Hi everyone, I've just started a couple of muay thai lessons and its rocking my life already.
I'm right handed, hence i have been taught to keep my left foot infront which is fine, but i was also taught to keep *BOTH* my right and left feet turned 45 degrees, the thing that really annoyed me while striking punches with my right hand as I would have to twist my both feet. Today I spent some time watching muay thai videos and it seemed to me that fighters have only their right foot turned a bit and their left foot straight so when they strike right hand punches they just pivot on their right foot.

Who's right??


----------



## Akira (Apr 18, 2009)

Keep your left foot straight


----------



## bradtash (Apr 22, 2009)

hi mate,

yeah keep your left leg pointed forward and your right leg on the 45 degree angle.


----------



## Thems Fighting Words (Apr 22, 2009)

truthseeker said:


> I'm right handed, hence i have been taught to keep my left foot infront which is fine, but i was also taught to keep *BOTH* my right and left feet turned 45 degrees



That's just strange. That puts you at a 45 degree angle towards your opponent. Closes off a lot of your attack options (or at least slows them down a fair bit). I can work jabs, straights and pretty much anything else from the front (left) hand in that stance but anything requiring me to use the back (right) hand just feels wrong. Go with the above posters advise.


----------



## truthseeker (Apr 24, 2009)

Thanks everyone.


----------



## Skpotamus (Apr 26, 2009)

It sounds like your coach might be teaching you boxing before he starts on your MT training. I've seen a few gyms do it that way.  Have you done any kicking, kneeing or clinch work?

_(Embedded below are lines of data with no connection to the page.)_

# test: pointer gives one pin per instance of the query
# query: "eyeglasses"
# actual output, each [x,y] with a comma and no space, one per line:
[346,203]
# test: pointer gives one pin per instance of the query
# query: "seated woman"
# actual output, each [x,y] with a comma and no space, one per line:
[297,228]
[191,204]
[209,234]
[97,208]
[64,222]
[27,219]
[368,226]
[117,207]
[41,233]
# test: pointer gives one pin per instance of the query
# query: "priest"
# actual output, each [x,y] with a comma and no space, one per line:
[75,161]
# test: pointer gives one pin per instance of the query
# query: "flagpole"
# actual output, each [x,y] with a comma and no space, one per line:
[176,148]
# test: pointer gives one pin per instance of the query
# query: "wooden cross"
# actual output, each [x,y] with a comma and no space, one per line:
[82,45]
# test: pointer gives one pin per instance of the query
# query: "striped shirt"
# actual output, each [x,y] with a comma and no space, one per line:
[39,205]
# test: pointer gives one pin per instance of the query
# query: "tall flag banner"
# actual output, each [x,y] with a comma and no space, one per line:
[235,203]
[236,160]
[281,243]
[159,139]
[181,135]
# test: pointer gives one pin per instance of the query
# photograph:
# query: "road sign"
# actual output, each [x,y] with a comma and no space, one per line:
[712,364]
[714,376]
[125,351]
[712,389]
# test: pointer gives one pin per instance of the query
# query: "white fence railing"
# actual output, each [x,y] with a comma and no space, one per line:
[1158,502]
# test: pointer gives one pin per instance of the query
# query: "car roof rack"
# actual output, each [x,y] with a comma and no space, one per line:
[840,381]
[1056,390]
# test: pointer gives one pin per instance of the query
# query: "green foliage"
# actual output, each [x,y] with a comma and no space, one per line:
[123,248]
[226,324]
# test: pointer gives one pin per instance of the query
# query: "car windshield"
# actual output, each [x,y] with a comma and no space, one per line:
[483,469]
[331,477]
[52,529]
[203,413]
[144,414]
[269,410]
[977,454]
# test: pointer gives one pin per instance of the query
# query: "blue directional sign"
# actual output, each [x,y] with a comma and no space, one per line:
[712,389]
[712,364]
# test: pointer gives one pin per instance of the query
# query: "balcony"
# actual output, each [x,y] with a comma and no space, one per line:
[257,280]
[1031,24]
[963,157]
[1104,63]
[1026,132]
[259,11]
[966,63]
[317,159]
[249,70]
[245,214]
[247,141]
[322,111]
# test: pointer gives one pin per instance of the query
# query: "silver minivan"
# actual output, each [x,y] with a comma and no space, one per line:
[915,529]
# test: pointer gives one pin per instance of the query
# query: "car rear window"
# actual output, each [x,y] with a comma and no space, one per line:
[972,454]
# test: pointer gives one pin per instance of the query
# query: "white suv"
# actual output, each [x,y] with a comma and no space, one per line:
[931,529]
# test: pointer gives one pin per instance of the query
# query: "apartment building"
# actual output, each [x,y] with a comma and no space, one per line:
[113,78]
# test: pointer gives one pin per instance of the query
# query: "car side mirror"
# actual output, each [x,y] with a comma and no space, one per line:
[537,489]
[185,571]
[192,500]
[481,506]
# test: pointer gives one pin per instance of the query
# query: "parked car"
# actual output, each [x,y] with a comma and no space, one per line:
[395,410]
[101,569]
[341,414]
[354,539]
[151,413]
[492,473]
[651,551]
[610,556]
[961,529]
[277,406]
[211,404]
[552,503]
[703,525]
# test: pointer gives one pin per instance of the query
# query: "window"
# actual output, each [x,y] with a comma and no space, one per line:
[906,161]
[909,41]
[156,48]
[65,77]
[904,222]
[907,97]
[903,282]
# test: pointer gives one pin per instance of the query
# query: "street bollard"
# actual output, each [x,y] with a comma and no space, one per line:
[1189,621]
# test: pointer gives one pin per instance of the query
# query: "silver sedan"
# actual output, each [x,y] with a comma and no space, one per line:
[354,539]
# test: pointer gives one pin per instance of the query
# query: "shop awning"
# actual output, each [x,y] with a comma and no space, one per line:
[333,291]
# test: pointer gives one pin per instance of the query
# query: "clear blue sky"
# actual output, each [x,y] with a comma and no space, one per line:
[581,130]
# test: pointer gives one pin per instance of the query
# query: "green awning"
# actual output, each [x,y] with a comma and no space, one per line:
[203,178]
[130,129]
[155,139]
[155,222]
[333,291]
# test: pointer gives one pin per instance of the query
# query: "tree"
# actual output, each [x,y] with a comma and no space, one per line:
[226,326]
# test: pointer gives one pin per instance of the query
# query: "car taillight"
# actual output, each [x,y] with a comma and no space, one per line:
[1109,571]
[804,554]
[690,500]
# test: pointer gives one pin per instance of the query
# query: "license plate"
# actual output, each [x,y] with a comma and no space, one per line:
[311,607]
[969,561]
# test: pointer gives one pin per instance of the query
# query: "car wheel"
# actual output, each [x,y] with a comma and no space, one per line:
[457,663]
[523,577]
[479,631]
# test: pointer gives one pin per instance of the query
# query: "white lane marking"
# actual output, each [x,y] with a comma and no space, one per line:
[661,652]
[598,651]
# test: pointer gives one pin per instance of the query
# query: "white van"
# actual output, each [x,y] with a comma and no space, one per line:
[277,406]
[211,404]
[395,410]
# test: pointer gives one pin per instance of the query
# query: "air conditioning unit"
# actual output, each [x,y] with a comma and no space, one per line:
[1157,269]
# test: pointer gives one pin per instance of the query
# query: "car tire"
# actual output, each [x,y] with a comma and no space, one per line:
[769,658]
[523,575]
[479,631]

http://www.youtube.com/user/Rivalbox  The lead foot turned inward is a pretty standard boxing stance, although it's usually not turned as much as the rear foot.  It shouldn't be turned enough tso much hat you can't throw a cross without pivoting the lead foot.  

You might ask your coach about it, he might have a very specific reason for the stance.  I'd talk with him about it.


----------